Rellich Integral Identity for Normal Derivatives

Question

Consider the differential operator on $u \in C^2(\overline \Omega)$ with $u \bigr|_{\partial \Omega}=0$ and $\Omega \subseteq \mathbb{R}^n$ $$ Au:= x \cdot \nabla u $$ Then I have seen the following "Rellich Identity" $$ \int_{\partial \Omega} Au \dfrac{\partial u}{\partial \nu} = \int_{\partial \Omega} (\nu \cdot x) \left( \dfrac{\partial u}{\partial \nu} \right)^2 $$ but I cannot show that this holds. It is definitely not true in general that $$ (\nu \cdot x)(\nabla u \cdot \nu) = (x \cdot \nabla u)$$ so it must be some integration by parts trick, but I can't get it.

Answer 1

Fix $p \in \partial \Omega$. Since $u = 0$ on $\partial \Omega$, we have $v \cdot \nabla u = 0$ for any tangent vector $v \in T_p \partial \Omega$. Therefore $\nabla u$ is proportional to the normal vector $\nu$, i.e. $\nabla u = \alpha \nu$ for some $\alpha \in \mathbb{R}$ (which of course depends on $p$).

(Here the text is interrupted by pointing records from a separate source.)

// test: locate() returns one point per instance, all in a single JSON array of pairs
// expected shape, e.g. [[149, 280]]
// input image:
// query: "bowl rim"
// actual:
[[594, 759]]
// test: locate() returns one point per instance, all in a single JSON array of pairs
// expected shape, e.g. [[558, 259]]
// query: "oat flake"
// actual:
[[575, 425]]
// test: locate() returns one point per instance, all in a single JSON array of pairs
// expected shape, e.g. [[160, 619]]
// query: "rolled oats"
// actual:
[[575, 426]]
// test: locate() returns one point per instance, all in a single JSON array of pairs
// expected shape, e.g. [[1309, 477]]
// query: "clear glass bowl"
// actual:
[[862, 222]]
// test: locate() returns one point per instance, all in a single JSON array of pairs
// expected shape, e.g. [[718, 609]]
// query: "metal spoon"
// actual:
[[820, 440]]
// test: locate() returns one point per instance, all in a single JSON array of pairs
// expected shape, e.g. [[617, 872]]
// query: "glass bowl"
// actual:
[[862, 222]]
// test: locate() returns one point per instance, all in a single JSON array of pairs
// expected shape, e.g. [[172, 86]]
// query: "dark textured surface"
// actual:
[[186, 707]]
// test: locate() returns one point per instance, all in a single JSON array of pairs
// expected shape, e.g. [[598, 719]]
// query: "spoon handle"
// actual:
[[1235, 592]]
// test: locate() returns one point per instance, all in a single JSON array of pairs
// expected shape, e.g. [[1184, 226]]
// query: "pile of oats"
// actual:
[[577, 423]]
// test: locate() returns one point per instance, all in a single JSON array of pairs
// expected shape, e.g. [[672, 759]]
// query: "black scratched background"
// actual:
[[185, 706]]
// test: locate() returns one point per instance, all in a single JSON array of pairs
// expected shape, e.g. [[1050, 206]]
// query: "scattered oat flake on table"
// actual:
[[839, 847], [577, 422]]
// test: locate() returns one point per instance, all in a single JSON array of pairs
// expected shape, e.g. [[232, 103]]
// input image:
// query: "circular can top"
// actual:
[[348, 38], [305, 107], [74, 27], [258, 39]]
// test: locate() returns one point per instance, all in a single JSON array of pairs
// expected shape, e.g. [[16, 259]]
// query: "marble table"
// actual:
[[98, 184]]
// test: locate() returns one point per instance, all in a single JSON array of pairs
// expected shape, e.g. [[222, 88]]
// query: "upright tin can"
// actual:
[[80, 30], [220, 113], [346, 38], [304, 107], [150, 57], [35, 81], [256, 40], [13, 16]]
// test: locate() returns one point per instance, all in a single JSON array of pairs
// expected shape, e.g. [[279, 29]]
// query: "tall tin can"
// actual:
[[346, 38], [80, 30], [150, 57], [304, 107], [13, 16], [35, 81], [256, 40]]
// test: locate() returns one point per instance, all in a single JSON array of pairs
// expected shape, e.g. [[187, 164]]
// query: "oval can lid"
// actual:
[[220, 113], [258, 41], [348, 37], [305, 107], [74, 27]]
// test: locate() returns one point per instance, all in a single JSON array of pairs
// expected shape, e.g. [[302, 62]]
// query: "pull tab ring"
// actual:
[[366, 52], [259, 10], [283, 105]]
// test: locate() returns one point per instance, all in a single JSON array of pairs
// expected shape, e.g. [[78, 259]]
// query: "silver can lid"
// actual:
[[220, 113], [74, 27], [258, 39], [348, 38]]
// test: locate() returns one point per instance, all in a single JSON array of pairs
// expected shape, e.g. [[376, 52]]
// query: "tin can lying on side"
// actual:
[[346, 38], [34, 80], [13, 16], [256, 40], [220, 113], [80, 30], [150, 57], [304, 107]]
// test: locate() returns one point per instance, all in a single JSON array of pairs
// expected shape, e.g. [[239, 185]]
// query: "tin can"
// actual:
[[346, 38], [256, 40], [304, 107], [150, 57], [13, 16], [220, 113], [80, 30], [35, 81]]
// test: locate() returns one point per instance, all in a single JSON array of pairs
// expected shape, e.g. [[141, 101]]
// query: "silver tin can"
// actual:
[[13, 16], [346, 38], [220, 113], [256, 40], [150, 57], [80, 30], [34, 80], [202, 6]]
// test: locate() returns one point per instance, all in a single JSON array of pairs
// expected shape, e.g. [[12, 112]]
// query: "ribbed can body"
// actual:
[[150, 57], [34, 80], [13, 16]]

Taking into account $|\nu|=1$, we see that the integrands are equal: $$ Au \dfrac{\partial u}{\partial \nu} = (x \cdot \alpha \nu) \cdot (\nu \cdot \alpha \nu) = (x \cdot \nu) \cdot \alpha^2 = (\nu \cdot x) \left( \dfrac{\partial u}{\partial \nu} \right)^2. $$ No integration by parts is involved.